Wheels & Waves, the biggest festival dedicated to the world of bike customisation, is not confined to Biarritz, with its perfect surfing beaches and romantic neighbourhoods. About a 40 minute ride away, just across the border, in Spanish territory, San Sebastian (a city often referred to as “posh”) is a second hub for those who are passionate about biking, and the location for the races. In fact, if Biarritz is the place to show off, San Sebastian is where you need to prove you have what it takes.
Right outside of town, we find El Rollo a flat-track race that already hosted a meet the first day of the festival. And a Moto Guzzi bike came in second. But we came to San Sebastian on 16 June for another, equally exciting event: the short uphill races (the so-called “shots”), hosted at Jaizkibel, not far from San Sebastian but… much higher up, on the summit of a mountain that has been dubbed Punk’s Peak for the event. Why “Punk’s Peak”, you might ask? We’ll explain later. For now, let’s enjoy the ride.
Naturally, we’re not the only ones on the road: there are bikers everywhere, some alone, others in groups, some cruising calmly and enjoying the landscape while others zip past us at full speed. Not far across the border the road begins to move upwards with curves immersed in nature: a biker’s paradise. From time to time you can catch a glimpse of San Sebastian through the vegetation, and of the narrow strip of ocean that reaches the city. The sky is overcast today and it’s raining a little, but the view is still breathtaking.
Suddenly, however the road is cut off by signs and staff for Wheels & Waves. We can’t go further. Have we arrived? Not quite. We need to get off our bikes and begin the real climb.
To Punk’s Peak
Only motorcycles were allowed further up than the last parking lot, and only until 11.00 am. It’s now almost 12 noon so we’ll have to get to Punk’s Peak on foot. Better that way though: the entire 3 km from where we started was lined with motorbikes. Some are noteworthy, and several customised Moto Guzzi bikes stand out.
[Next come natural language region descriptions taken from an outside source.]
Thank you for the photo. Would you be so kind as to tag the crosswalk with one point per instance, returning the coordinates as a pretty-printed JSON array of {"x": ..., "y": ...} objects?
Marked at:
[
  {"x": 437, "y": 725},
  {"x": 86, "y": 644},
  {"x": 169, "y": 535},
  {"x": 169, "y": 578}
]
For example, there’s a wicked military green side-car based on a period V7 (’70s? maybe even late ’60s?), decorated with a dragon on the front mudguard and equipped with every accessory for a long trip. This bike has visibly done some travelling, but it’s in great shape, ready for another trip. The rider must be good with bikes, because he knows how to care for his beloved.
A little further forward there’s a very different bike: a Guzzi Le Mans 3 from the early ’80s with several personal touches, including the seat, which was clearly tailor made. Beautiful!
When the owners come pick their bikes up after the race, they’ll find a little surprise: we left our business card to invite them to our official stand at the Biarritz Village so they can share the story behind their bike and their passion for Guzzi.
As we keep going, besides Guzzi bikes there are naturally hundreds of customised jewels representing every brand and time period: a goldmine of ideas, creativity and thoughtful engineering.
After the final bend, we’re at the starting line, Punk’s Peak. Now’s the time to tell the story behind the name: it’s a tribute to “Pike’s Peak”, the most famous (and respected) uphill race in America. However, this is an irreverent tribute, that nods to the great American model while defending it’s own identity with pride: this is a track for rebels, the “punks” on wheels, the ”who cares about tradition and what others think, we race our way” sort.
Even at the summit, the weather is less than ideal, but in some ways the mist that blankets these mountains is part of the ambience. Not far from here, and not at all frightened by the noisy bikes, several horses and ponies roam free. Though the green grass is quite humid, the Wheels & Waves crowd is unaffected: several people are stretched out on the grass for an improvised pic nic, at least until the “shots” begin. At that point, everyone tries to find a spot along the railings to see the bikes start, cheer and get a photo of the best and most creative rider.
he first to start are the bikes with the lowest engine capacity and that’s where one realises that Punk’s Peak is more than just a race, it’s a wacky carnival of outfits and show offs. Bikers dressed as superheroes? Check. As company men with suit and tie? Check. Winged helmets? Of course. Costumes of every sort are represented, from the creative to the tongue in cheek foolish. Some of the bikes are little more than colourful toys with the most unusual shapes, and they barely make it up Punk’s Peak. The starting signal is given by Mr. Supercool a bearded, slightly overweight fellow in a lemon yellow outfit. Two bikes race up at a time,
ollowed by the next two. The performance is dubious, but the fun is guaranteed.
Next comes a parade of real punks, and things gradually get more serious: higher engine capacity, higher speeds, and the desire to come in first. Without, of course, breaking with the spirit of an unforgettable festival. A tough-looking Moto Guzzi participates in one of the final rounds. It starts out on the right hand side of the road. The bike has a solid chance at winning, unfortunately though it skids to the side right at the start, perhaps due to the wet road, and for a moment it seems as though the rider might fall, no, he regains his balance and shoots up, but his adversary has already earned a solid advantage. Regrets? Let’s not be foolish, they’re the only thing forbidden here at Punk’s Peak.